So my life is on pause until April 30th OR until I hear back from each of the other three schools to which I applied. I can figure out exactly where I could have been better in my application and will use this break from a full-time school schedule to fix that if need be. I had too much to deal with in my opinion to do it all. My family is still super important to me, so everything they dealt with, I dealt with, too. A lot of my time-suckers are put on me by me, such as commuting and effectively losing two hours a day, but it's worth it to me. I wouldn't change a thing, really. I mean, I wish I would have used my summers more wisely and gotten some sort of medical experience whether it was volunteering or job shadowing, and I wish I would have studied for MCAT more, but I was so burnt out. I know I was. Sophomore and junior years were the worst. They were SO hard. I was battling anxiety and depression for two years and didn't know it, and that's so hard to do on top of a pre-medicine curriculum. I don't think I would have had time for anything else without ending up in some fucking psych ward. So I'm so happy for the way things turned out. Mentally and emotionally, this is best for me. If I would have worked harder to get into medical school this year, I think my mental and emotional health would have suffered, and as hard as it is to accept, it wouldn't have been worth it. 

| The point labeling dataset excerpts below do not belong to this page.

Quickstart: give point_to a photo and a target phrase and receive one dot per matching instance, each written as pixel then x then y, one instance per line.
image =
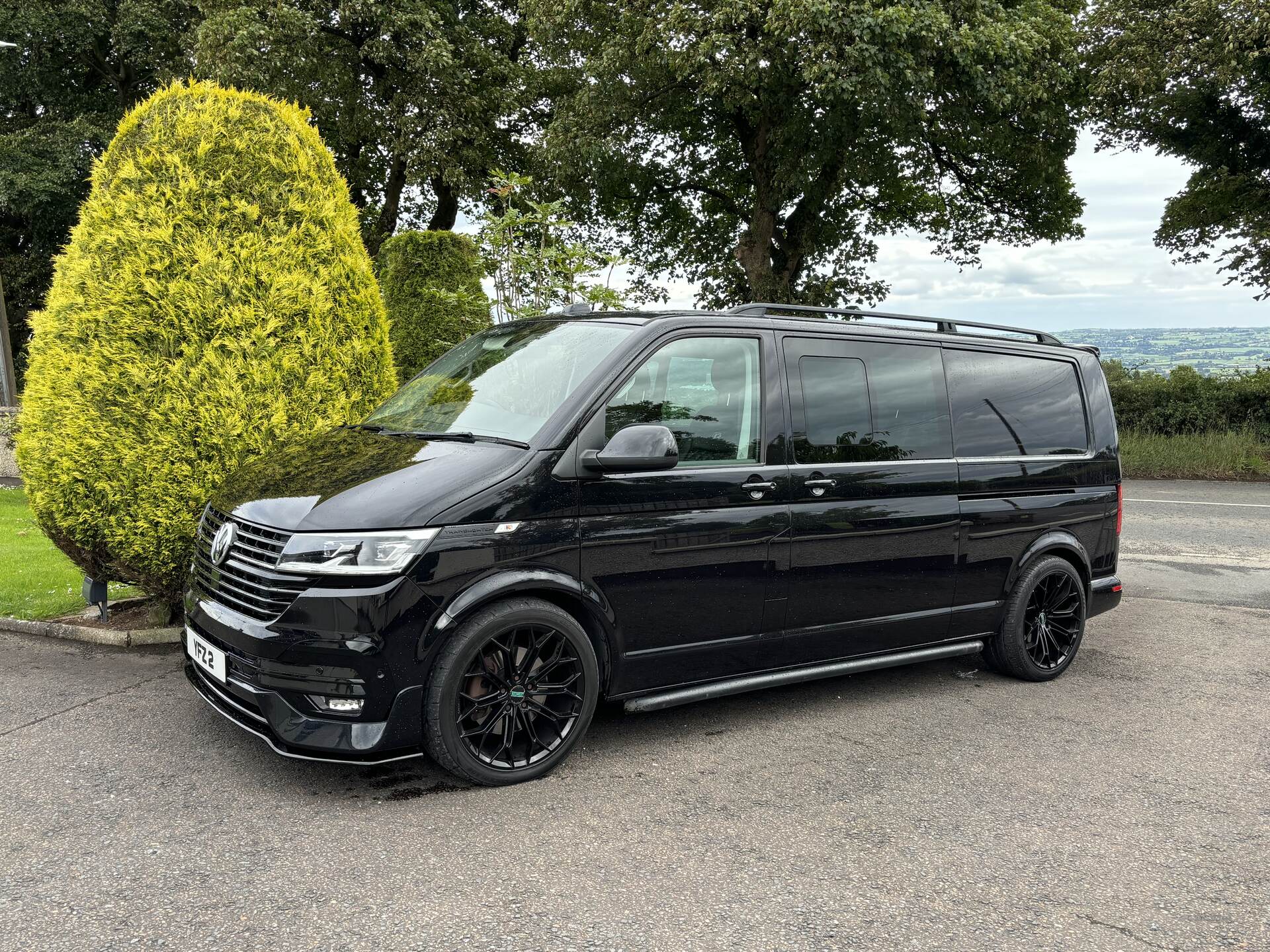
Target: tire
pixel 1044 622
pixel 487 717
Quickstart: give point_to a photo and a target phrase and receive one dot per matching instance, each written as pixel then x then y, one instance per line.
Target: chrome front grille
pixel 248 580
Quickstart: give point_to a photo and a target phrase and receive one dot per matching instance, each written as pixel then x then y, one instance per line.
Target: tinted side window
pixel 835 401
pixel 1014 405
pixel 705 390
pixel 861 401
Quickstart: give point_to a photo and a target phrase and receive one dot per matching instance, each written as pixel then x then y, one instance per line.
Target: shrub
pixel 1185 401
pixel 215 298
pixel 431 282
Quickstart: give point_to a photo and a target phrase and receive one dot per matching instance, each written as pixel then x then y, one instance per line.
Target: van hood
pixel 351 479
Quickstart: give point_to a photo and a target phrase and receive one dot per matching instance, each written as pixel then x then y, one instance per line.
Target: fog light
pixel 342 705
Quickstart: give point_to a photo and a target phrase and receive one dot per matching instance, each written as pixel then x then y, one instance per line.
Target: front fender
pixel 501 586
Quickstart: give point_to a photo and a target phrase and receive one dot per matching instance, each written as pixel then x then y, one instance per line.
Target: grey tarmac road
pixel 935 808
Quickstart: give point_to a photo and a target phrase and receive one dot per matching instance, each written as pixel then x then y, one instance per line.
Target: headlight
pixel 353 553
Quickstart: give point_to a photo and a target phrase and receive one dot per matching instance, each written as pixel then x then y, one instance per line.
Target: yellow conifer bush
pixel 215 298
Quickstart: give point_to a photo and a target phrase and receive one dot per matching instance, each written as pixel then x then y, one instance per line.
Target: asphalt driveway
pixel 1121 808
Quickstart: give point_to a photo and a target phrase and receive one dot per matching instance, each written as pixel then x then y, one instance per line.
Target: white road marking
pixel 1231 561
pixel 1191 502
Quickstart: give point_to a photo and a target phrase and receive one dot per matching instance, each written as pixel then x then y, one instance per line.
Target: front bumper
pixel 292 734
pixel 356 643
pixel 1105 594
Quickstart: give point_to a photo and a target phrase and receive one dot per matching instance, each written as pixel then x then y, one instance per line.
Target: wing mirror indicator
pixel 639 448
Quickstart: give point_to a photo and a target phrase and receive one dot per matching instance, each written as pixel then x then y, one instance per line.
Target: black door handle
pixel 820 483
pixel 757 488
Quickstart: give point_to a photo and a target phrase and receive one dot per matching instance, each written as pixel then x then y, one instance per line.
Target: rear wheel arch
pixel 1060 543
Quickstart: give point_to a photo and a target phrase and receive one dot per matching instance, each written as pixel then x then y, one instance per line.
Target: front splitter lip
pixel 240 716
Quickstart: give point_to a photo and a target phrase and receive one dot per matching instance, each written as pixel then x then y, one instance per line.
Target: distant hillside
pixel 1206 349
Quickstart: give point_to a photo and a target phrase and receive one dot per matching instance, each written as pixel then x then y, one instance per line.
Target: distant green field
pixel 1206 349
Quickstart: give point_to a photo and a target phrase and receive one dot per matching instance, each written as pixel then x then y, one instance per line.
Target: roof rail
pixel 941 327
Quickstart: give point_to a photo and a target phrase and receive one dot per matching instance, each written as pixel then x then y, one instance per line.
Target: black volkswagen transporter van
pixel 656 508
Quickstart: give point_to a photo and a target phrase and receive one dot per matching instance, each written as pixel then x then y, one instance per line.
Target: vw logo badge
pixel 222 542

So I am more than a pre-medicine student. I'm a daughter. A sister. A friend. A girlfriend. An amateur blogger. A wisher to be a doctor and a mommy and wife. I'm even more than those. I'm a cat lover. I'm a Harry Potter fan. I'm a Grey's Anatomy, Private Practive, One Tree Hill, Scandal, Bones, House, A to Z, Friends, Vicar of Dibley...yada yada yada fan. I'm SO much! This is the working on getting into medical school chapter of my life, but it's also so much more. I have to stay true to myself and my mental health. I'm not going to be the perfect medical school candidate. I know exactly what I have to do to make my best grades, etc., but it's easier said than done. I have fears. I have wants. I'm scared my wants won't fit with the musts of some of my demanding wants, and I deal with that fear by doing nothing. Literally. I barely even work on my musts because I'm so scared that my fears will be true, and I don't want to see them come true, so I think if I never try, I can never fail. But I forget that if I never try, it will never happen either. I'm not saying I handle it the right way. I'm saying this is how I handle it and why. Then, I get overwhelmed because all of my musts pile up and seem impossible to accomplish anymore and my wants slowly get farther away from me, which discourages me, and how do I deal with discouragement? Mope. ._.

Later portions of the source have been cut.